Are you overtraining? The warning signs you should know

Posted: December 30, 2025

Athletes are always looking to gain a competitive edge over their competition. They strive to run faster, get stronger and jump higher.

During that quest to become the best of the best, you’re pushing your body to the limits and sometimes straight into a burnout due to overtraining.

Signs of overtraining

Worsening performance

If you are training hard, but not seeing any real progress, that’s a warning sign. You may even be getting slower, weaker or less consistent. It shouldn’t be one step forward and two steps back when you are training.

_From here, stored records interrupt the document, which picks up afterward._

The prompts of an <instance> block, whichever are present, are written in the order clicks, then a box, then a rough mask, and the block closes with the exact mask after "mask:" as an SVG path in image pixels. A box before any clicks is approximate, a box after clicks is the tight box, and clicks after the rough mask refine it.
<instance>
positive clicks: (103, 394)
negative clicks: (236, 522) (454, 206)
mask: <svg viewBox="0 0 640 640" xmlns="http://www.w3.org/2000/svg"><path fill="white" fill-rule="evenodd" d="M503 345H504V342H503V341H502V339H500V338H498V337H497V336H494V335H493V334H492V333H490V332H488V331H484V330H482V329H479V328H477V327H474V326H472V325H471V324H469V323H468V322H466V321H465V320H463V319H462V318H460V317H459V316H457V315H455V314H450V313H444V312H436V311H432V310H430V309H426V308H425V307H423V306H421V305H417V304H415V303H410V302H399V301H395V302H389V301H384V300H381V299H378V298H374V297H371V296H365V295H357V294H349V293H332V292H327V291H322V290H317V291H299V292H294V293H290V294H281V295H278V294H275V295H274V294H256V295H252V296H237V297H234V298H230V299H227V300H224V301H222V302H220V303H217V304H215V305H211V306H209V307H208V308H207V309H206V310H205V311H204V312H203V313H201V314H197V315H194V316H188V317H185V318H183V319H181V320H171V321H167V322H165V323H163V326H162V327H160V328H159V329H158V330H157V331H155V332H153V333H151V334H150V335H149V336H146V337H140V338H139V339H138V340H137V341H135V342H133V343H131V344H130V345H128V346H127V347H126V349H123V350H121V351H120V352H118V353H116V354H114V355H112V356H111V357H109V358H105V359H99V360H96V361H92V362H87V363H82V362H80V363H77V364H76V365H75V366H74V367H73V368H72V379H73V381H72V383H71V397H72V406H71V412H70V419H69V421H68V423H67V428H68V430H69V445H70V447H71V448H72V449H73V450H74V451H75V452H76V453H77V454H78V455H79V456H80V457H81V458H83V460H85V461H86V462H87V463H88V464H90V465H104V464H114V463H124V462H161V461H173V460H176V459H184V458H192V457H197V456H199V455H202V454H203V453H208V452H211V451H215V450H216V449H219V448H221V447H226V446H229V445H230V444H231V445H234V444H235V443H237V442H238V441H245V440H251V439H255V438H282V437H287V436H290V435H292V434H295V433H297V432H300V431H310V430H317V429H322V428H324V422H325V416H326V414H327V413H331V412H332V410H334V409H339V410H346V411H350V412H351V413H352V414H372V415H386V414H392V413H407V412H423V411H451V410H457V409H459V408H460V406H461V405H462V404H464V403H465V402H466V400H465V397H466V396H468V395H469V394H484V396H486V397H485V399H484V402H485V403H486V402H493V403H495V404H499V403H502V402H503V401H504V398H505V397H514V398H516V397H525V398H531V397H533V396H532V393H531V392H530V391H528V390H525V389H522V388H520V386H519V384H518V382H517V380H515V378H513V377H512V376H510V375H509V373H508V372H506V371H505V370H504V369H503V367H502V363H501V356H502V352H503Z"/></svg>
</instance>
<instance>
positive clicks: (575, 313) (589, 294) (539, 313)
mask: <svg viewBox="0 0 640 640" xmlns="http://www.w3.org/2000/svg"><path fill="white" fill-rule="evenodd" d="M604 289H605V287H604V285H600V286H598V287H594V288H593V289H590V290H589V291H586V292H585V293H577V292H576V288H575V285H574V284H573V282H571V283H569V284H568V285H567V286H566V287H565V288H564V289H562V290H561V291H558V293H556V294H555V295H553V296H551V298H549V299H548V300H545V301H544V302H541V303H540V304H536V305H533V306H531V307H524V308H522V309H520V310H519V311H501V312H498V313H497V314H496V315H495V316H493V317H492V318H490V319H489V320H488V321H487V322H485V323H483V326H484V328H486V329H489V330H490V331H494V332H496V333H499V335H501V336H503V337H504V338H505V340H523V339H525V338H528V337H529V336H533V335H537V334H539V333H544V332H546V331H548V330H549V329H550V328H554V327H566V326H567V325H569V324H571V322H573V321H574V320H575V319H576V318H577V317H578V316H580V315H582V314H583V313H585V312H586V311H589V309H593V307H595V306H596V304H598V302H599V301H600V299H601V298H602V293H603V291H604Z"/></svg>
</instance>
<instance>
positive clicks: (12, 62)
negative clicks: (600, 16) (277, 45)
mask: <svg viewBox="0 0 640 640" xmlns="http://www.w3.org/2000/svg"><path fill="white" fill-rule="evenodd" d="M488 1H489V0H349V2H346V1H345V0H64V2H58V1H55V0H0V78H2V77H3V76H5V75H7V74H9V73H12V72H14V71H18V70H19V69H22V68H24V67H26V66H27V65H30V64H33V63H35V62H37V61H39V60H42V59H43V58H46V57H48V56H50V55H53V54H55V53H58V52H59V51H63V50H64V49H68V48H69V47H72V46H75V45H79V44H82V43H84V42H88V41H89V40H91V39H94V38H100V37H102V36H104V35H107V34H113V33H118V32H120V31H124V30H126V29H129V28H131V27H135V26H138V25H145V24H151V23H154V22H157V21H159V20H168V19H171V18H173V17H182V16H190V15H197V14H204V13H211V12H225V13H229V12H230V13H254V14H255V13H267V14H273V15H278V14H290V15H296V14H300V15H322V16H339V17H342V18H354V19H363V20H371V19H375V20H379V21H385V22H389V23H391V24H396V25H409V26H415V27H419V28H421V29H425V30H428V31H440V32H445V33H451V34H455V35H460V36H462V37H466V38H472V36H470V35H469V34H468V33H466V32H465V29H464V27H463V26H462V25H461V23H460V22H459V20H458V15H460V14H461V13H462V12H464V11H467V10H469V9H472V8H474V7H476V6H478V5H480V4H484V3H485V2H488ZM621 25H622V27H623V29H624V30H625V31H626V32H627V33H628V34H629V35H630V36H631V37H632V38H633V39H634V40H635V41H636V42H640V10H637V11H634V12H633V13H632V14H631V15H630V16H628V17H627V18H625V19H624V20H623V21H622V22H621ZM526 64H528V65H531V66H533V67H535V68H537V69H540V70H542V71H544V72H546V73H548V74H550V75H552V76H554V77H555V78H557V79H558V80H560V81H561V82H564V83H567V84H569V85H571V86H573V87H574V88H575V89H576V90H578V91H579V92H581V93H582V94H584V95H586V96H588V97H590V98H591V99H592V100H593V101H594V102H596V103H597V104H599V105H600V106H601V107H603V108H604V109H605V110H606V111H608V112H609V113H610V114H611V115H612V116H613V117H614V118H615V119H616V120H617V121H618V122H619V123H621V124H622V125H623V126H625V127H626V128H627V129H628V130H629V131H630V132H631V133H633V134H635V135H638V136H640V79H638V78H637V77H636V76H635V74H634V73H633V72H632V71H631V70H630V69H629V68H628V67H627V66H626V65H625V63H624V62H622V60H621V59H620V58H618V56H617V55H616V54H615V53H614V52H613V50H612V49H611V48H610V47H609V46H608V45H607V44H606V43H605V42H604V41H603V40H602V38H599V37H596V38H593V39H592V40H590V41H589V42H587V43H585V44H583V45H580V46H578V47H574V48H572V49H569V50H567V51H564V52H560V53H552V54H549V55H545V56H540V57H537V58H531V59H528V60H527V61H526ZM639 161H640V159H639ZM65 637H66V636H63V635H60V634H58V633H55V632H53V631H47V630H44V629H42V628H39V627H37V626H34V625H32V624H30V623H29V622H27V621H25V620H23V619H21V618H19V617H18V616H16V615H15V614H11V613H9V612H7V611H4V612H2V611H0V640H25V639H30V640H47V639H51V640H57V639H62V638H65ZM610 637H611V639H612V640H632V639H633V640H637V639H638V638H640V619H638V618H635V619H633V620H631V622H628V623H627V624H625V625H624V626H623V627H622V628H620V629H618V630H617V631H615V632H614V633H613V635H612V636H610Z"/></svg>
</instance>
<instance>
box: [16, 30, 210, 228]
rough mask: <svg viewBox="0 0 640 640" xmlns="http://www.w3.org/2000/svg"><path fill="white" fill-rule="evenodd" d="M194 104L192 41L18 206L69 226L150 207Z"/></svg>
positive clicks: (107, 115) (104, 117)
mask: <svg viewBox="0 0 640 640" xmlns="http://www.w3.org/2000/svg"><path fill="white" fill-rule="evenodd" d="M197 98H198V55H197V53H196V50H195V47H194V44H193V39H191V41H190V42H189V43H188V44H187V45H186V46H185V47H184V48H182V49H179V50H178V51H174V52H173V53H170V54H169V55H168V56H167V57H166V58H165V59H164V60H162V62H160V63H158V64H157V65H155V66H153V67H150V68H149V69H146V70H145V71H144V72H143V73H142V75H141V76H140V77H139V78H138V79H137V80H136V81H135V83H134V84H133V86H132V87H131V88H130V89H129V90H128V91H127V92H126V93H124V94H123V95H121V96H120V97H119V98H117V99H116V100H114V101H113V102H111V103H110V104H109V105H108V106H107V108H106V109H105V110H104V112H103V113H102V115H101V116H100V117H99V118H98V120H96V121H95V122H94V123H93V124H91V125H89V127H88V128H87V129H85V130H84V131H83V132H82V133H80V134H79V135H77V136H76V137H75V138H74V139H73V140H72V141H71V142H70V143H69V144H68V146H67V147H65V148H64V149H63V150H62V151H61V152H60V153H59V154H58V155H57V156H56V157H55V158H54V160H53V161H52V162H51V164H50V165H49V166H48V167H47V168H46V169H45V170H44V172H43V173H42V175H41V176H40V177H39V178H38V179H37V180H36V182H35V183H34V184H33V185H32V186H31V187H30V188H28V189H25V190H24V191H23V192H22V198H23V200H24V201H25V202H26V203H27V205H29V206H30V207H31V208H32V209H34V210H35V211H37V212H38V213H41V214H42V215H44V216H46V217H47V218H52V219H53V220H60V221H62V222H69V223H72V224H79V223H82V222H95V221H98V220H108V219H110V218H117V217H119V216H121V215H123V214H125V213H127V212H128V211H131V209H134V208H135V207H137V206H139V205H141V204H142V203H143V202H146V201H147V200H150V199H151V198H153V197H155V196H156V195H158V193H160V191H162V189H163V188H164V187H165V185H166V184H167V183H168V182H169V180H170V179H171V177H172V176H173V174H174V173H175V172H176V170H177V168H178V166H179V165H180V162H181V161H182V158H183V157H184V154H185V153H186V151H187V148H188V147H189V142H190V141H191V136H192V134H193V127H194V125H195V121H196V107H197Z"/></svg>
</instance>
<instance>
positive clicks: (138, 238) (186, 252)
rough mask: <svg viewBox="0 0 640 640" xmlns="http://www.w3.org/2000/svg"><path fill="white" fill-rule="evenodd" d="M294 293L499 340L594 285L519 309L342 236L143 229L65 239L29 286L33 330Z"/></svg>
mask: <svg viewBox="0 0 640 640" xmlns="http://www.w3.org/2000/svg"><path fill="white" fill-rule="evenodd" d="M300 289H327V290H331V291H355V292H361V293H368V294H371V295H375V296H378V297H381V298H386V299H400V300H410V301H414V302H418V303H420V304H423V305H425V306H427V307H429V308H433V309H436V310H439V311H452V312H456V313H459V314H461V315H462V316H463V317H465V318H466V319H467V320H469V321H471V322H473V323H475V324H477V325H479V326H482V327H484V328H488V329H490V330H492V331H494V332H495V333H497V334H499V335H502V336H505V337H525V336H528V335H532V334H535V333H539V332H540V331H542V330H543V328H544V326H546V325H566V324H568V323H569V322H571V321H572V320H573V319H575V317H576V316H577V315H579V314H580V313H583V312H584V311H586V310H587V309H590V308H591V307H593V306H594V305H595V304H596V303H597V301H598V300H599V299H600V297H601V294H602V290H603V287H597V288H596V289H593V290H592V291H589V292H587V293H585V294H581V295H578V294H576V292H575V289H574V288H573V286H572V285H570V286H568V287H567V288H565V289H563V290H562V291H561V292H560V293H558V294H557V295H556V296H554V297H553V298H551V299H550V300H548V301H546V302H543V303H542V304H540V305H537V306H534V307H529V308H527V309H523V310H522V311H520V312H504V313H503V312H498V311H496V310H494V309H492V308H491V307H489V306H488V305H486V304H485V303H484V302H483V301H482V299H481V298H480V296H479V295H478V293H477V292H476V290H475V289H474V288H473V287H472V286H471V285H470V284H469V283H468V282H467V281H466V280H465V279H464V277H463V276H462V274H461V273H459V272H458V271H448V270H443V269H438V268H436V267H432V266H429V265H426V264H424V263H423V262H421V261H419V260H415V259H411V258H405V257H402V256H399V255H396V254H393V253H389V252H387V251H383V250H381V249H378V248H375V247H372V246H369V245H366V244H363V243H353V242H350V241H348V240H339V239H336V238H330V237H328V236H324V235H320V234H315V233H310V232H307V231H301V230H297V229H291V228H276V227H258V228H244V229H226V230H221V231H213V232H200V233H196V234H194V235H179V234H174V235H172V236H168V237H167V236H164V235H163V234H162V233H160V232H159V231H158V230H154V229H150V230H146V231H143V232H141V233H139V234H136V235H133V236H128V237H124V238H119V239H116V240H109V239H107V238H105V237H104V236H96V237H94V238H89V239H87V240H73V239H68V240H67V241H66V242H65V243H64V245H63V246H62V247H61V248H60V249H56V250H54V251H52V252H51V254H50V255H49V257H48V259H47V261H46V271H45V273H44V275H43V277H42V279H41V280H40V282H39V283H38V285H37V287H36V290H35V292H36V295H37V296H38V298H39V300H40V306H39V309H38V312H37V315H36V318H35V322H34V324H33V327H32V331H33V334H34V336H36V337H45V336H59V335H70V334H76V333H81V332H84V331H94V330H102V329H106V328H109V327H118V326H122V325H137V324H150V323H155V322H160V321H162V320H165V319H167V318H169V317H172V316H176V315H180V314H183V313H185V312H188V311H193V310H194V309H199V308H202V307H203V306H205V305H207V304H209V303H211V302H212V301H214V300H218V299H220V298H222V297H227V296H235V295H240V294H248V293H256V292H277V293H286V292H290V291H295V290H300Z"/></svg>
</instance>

Persistent muscle soreness

It’s normal to be sore after a workout. It’s not normal to be sore all the time. Chronic soreness is your body’s way of asking for a rest day.

Prone to sickness

If you’re constantly fighting the common cold or feeling run down, overtraining may be the culprit. Hard training suppresses the immune system, making you more susceptible to illnesses.

Easy days aren’t so easy

If an easy run, lift or recovery ride on the bicycle feels like an uphill climb, your body may be overloaded.


How to avoid overtraining

Be flexible

Life can get in the way of your training schedule. The stress of day-to-day activities, poor sleep, travel or sickness may impact your training schedule and ability to recover. Be adaptable and adjust your plan when your body and schedule call for it.

Listen to your body

If you start feeling small aches, they should be addressed right away with mobility and activation exercises, training modifications. You could also try symptom modifying strategies, like heat, ice, and soft tissue mobility techniques, like foam rollers, percussion tools, and self-massage. If pain lasts more than three days or gets worse, you may need to talk to a musculoskeletal specialist before it becomes a bigger issue.

Progress gradually

Be sure to increase frequency, intensity and volume in steady steps. The biggest breakthroughs in training come from consistency, not aggressive jumps.

Variety is key

Do not just do cardio workouts; be sure to mix in weights. Cross training, plyometrics, and weightlifting help build capacity in tissues for your key sport.

Prioritize recovery

Sleep, nutrition and hydration: Those are the three pillars of recovery, and training hard without them is like trying to build a house without a foundation.

Overtraining happens gradually, when stress adds up faster than your body can recover. With smart planning, recovery habits and listening to your body, you can train hard and stay healthy.